The college class of ’68 — who graduated high school shortly after President John F. Kennedy was assassinated and finished college in a watershed year that started out with the Tet Offensive and the death of Martin Luther King, Jr. — “tends to have a sober, even tragic view of life” and “combines an idealism with a cynicism about society’s willingness to embrace their ideals,” the magazine wrote. “The graduates do not speak with a common voice but with common candor, sometimes naively and too glibly, often with a deep faith in the perfectibility of man.”
To see if that was still the case, TIME recently called up the Baby Boomer who was chosen to represent the nation’s 630,000 college seniors on the cover. His name is Brian Weiss, and at the time he was a 21-year-old senior anthropology major at the University of California, Los Angeles and the Editor in Chief of the student newspaper the Daily Bruin. But, though the original story focused on cynical optimism, he says he’s more accurately described as a “rational pessimist,” which is what TIME called his generation in a follow-up piece three years later.
“We were optimistic, at that point, that we could affect very substantial changes and I think that much of that has proved to not be possible,” says the now 71-year-old “still bearded” writer, in a call from Pasadena, Calif. “At that point, with the optimism of youth…we thought we would stop a war and perhaps stop all wars.

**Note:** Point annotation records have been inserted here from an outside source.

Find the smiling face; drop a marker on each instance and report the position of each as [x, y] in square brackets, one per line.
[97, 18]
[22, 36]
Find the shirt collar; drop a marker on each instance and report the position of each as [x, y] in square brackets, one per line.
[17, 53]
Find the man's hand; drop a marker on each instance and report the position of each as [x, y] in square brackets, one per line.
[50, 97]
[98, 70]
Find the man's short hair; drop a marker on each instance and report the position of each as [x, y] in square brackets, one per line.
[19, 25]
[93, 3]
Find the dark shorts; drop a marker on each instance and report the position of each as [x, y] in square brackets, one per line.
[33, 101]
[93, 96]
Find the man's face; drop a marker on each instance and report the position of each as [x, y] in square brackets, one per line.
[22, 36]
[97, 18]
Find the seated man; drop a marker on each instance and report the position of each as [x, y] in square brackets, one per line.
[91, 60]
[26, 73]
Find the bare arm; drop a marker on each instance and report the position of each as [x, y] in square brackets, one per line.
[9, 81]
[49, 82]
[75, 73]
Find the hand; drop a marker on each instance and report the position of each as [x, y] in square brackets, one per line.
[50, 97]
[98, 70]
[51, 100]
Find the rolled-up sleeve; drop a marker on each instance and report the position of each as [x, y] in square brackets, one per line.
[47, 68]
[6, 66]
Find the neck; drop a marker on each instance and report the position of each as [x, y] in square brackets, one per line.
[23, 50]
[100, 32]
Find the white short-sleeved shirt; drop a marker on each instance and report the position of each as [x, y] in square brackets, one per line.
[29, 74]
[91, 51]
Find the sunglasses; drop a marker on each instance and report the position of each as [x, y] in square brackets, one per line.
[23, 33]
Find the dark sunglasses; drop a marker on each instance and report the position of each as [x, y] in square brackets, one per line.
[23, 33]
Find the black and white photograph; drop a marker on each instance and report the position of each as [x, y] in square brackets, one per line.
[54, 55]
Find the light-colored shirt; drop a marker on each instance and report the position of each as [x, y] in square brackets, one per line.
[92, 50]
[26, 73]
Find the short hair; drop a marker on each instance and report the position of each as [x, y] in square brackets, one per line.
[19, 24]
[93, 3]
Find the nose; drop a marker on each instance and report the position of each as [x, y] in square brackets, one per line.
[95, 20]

I think we were successful in stopping a war. Clearly, [we] have not been successful at stopping all wars. Change, by and large, happens slowly.“
What they did do successfully, however, is show people that they couldn’t rely on politicians to know all of the answers and trust that they’d look out for their best interests.
“I feel our legacy, our gift to the next generation, was a degree of awareness that has made the current high school movement a reality,” he says. “We collectively need to participate in our society, our government, and I think there’s a greater perception today that people need to take action. We cannot simply stand by and think everything will take care of itself.”